Картина продана и увезена в Москву. Я получил за нее деньги и, по требованию товарищей, должен был устроить им увеселение в «Вене». Не знаю, с каких пор это повелось, но почти все пирушки молодых художников происходят в угoльном кабинете этой гостиницы. Кабинет этот – большая высокая комната с люстрой, с бронзовыми канделябрами, с коврами и мебелью, почерневшими от времени и табачного дыма, с роялем, много потрудившимся на своем веку под разгулявшимися пальцами импровизированных пианистов; одно только огромное зеркало ново, потому что оно переменяется дважды или трижды в год, всякий раз, как вместо художников в угoльном кабинете кутят купчики.

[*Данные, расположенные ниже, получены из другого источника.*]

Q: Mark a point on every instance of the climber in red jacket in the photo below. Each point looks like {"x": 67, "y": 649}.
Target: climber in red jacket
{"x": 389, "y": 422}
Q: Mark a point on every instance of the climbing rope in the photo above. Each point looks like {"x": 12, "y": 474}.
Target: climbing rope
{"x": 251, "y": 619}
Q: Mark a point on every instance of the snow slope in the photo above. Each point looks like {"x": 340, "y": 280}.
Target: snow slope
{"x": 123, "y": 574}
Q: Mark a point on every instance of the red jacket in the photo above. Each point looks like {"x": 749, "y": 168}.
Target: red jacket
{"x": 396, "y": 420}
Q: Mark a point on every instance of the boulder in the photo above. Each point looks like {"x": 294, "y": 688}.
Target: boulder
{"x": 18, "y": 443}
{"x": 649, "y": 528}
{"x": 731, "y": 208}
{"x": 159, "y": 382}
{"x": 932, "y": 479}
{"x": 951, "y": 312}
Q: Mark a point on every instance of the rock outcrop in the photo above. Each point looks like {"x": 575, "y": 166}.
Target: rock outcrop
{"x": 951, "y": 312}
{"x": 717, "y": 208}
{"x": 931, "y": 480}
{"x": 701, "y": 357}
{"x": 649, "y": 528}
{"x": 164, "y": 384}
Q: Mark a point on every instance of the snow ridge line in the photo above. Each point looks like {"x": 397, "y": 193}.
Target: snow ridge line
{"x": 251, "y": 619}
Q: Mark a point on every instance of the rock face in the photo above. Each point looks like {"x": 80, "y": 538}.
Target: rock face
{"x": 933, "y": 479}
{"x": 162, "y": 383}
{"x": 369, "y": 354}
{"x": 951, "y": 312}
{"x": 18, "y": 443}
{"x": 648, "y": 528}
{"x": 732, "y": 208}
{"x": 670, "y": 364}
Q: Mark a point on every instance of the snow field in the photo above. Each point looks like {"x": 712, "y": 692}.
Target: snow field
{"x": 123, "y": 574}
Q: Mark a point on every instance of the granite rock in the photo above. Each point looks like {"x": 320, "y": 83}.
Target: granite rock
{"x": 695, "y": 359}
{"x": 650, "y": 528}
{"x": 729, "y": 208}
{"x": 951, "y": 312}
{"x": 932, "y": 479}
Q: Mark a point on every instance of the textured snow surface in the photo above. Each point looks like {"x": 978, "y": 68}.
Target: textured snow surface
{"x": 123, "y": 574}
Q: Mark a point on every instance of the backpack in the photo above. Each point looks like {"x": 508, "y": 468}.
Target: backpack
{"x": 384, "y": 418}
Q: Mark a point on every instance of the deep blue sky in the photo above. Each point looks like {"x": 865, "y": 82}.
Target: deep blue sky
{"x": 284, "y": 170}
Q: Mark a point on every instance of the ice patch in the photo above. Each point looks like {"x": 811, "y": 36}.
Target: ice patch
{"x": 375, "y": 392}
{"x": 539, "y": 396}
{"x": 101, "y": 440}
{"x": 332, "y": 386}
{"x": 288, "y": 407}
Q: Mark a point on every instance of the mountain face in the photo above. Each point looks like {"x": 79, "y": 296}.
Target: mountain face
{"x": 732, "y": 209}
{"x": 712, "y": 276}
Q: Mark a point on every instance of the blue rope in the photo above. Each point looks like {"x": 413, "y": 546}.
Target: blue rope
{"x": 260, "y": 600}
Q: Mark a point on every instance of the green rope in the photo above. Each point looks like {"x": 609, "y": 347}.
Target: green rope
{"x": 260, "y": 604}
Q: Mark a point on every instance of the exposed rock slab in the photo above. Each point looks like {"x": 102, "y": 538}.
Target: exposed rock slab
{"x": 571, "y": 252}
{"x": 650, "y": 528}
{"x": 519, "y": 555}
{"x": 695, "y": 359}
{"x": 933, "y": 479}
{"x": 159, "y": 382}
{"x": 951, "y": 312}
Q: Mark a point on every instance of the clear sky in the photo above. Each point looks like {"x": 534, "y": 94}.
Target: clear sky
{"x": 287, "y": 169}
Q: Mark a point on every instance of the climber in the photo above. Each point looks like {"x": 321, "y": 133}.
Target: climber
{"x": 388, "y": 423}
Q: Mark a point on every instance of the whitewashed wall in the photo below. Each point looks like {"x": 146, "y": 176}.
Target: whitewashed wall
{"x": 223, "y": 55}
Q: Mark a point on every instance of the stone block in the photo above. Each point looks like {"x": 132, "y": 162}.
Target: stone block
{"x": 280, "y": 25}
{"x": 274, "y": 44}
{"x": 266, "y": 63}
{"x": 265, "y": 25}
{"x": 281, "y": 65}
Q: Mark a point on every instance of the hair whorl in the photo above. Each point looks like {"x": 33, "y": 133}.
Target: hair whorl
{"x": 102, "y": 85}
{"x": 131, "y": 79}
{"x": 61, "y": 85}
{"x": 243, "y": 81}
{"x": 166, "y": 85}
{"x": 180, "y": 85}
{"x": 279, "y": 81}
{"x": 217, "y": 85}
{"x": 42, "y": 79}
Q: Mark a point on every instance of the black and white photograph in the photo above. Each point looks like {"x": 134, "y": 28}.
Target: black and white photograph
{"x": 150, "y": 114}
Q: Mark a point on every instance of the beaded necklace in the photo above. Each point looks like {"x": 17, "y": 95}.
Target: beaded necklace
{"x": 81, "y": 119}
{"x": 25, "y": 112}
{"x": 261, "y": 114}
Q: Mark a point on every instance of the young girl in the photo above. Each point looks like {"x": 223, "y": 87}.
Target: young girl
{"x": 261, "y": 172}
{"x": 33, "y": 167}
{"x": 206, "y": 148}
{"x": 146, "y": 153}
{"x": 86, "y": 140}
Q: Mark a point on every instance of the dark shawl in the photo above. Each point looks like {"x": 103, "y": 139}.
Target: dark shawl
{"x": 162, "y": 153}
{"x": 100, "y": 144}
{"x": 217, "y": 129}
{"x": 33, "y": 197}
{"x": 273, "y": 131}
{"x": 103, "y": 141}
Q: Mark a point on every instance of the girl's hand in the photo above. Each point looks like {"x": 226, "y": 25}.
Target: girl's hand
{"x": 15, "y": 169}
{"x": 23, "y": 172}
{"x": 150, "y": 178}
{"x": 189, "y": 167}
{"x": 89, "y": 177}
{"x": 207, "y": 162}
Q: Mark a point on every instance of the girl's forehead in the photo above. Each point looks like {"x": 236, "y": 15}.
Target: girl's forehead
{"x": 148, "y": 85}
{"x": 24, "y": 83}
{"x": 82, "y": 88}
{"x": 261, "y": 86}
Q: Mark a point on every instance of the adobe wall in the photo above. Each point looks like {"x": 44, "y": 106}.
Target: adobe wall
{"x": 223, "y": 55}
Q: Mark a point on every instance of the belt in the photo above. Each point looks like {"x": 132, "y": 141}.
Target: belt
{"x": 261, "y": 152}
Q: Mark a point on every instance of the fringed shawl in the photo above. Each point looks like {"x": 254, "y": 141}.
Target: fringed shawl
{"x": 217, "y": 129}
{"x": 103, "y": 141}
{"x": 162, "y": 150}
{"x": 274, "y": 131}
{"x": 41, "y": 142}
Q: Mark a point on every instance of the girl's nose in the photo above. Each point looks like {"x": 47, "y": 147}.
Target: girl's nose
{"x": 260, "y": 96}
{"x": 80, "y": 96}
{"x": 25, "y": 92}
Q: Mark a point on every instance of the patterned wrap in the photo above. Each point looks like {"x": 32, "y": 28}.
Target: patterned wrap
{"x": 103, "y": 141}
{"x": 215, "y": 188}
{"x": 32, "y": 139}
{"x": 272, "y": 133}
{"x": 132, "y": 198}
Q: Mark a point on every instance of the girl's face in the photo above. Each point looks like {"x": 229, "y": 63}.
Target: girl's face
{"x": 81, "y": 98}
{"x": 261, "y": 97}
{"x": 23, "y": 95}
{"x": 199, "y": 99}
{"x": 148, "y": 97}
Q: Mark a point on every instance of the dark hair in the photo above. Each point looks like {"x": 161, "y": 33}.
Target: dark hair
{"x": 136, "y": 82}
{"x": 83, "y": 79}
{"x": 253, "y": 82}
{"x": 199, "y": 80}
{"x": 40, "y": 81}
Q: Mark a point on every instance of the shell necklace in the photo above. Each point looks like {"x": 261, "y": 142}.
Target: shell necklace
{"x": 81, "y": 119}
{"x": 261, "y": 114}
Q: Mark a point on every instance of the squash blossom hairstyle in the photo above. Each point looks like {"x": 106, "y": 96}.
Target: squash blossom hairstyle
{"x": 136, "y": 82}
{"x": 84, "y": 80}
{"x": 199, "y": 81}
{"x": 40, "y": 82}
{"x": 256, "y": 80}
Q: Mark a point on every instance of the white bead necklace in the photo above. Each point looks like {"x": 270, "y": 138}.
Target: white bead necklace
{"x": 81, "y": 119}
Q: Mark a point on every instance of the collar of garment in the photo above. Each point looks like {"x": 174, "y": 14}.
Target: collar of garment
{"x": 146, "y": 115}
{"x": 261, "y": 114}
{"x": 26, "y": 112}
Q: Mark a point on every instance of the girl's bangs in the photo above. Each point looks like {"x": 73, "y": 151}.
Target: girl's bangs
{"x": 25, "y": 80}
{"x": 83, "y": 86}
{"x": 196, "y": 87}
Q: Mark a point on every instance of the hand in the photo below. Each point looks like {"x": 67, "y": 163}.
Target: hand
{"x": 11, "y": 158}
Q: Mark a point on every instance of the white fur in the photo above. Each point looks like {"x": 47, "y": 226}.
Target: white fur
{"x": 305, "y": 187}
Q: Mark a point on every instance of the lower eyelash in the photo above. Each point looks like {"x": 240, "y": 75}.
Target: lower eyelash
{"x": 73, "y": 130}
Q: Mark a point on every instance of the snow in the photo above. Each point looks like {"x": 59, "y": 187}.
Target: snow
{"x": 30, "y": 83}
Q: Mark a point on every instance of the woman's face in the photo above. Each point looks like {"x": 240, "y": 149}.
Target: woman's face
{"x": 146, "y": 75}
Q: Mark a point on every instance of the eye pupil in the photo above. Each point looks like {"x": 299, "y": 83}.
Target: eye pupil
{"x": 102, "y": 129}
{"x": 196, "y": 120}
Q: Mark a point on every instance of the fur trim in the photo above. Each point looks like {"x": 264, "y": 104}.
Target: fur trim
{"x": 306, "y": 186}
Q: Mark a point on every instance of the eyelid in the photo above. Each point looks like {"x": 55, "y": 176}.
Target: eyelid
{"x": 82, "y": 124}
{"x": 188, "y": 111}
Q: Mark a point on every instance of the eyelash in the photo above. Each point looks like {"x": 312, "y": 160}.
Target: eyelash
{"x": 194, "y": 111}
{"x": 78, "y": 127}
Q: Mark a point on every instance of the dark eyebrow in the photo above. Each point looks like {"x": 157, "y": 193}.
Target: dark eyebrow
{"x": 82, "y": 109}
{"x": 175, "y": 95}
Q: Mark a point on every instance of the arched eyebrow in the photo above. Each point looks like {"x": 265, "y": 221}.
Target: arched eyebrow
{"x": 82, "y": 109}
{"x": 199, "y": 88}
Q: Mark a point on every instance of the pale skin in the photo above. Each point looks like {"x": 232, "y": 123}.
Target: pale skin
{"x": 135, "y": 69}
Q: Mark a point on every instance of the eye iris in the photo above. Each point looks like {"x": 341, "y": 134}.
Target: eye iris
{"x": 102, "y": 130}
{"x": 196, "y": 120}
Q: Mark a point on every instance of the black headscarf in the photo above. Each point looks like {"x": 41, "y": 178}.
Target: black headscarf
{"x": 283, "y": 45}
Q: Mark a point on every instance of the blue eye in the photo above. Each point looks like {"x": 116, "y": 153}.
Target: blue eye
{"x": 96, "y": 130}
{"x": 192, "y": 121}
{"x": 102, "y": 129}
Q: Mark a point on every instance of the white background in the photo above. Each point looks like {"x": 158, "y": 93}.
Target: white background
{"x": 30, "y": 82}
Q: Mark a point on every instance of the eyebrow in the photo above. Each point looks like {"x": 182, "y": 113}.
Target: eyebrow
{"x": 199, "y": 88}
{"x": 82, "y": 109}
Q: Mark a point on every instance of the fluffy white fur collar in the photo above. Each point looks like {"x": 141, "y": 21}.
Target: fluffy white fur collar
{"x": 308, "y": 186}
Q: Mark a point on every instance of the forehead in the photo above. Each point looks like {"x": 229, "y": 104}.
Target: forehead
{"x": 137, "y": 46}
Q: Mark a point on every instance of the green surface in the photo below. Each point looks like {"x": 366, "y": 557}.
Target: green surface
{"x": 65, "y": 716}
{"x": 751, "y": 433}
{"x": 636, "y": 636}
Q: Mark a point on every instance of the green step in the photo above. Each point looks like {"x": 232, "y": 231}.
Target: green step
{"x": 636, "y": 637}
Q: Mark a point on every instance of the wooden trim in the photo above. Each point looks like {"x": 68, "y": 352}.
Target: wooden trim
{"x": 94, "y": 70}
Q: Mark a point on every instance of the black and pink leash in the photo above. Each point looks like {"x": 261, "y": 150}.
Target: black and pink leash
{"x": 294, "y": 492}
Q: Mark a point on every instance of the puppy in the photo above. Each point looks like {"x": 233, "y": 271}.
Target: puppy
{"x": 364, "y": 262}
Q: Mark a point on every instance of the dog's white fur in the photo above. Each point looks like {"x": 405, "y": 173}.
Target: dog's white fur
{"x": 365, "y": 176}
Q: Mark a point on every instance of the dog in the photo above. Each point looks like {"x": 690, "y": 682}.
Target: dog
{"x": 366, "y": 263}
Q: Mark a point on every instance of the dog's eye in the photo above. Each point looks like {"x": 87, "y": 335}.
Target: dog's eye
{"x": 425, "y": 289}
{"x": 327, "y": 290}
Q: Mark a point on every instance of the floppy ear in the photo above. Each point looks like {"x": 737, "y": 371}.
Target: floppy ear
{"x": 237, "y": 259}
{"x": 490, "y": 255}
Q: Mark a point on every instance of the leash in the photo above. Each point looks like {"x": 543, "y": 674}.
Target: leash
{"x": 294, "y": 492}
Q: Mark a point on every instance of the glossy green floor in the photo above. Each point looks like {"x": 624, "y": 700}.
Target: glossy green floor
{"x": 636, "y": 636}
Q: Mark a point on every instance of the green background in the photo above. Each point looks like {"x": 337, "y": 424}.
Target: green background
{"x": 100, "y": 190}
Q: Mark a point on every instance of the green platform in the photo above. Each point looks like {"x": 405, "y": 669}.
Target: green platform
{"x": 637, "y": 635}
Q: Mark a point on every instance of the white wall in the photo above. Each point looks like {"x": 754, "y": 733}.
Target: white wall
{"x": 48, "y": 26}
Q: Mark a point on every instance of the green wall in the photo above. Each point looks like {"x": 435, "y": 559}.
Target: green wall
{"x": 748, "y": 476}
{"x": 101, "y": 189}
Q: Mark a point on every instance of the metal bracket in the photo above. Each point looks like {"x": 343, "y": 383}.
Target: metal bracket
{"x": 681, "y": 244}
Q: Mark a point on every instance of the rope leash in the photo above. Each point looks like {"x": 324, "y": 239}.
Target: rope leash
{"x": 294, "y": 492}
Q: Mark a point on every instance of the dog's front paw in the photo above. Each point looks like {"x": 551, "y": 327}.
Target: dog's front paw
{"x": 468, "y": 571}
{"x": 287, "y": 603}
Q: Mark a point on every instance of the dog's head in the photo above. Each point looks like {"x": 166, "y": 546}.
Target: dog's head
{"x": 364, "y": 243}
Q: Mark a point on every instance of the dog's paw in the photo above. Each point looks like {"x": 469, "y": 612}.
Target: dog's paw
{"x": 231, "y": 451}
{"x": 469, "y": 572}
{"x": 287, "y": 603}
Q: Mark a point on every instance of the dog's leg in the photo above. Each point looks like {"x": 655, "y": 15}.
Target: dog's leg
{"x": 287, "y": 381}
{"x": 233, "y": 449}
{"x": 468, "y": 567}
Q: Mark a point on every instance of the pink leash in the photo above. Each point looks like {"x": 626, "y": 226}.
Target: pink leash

Собралась целая куча народа: жанристы, пейзажисты и скульпторы, два рецензента из каких-то маленьких газет, несколько посторонних лиц. Начали пить и разговаривать. Через полчаса все уже говорили разом, потому что все были навеселе. И я тоже. Помню, что меня качали и я говорил речь. Потом целовался с рецензентом и пил с ним брудершафт. Пили, говорили и целовались много и разошлись по домам в четыре часа утра. Кажется, двое расположились на ночлег в том же угoльном номере гостиницы «Вена».
Я едва добрался домой и нераздетый бросился на постель, причем испытал что-то вроде качки на корабле: казалось, что комната качается и кружится вместе с постелью и со мною. Это продолжалось минуты две; потом я уснул.
Уснул, спал и проснулся очень поздно. Голова болит; в тело точно свинцу налили. Я долго не могу раскрыть глаз, а когда раскрываю их, то вижу мольберт – пустой, без картины. Он напоминает мне о пережитых днях, и вот все снова, сначала… Ах, Боже мой, да надо же это кончить!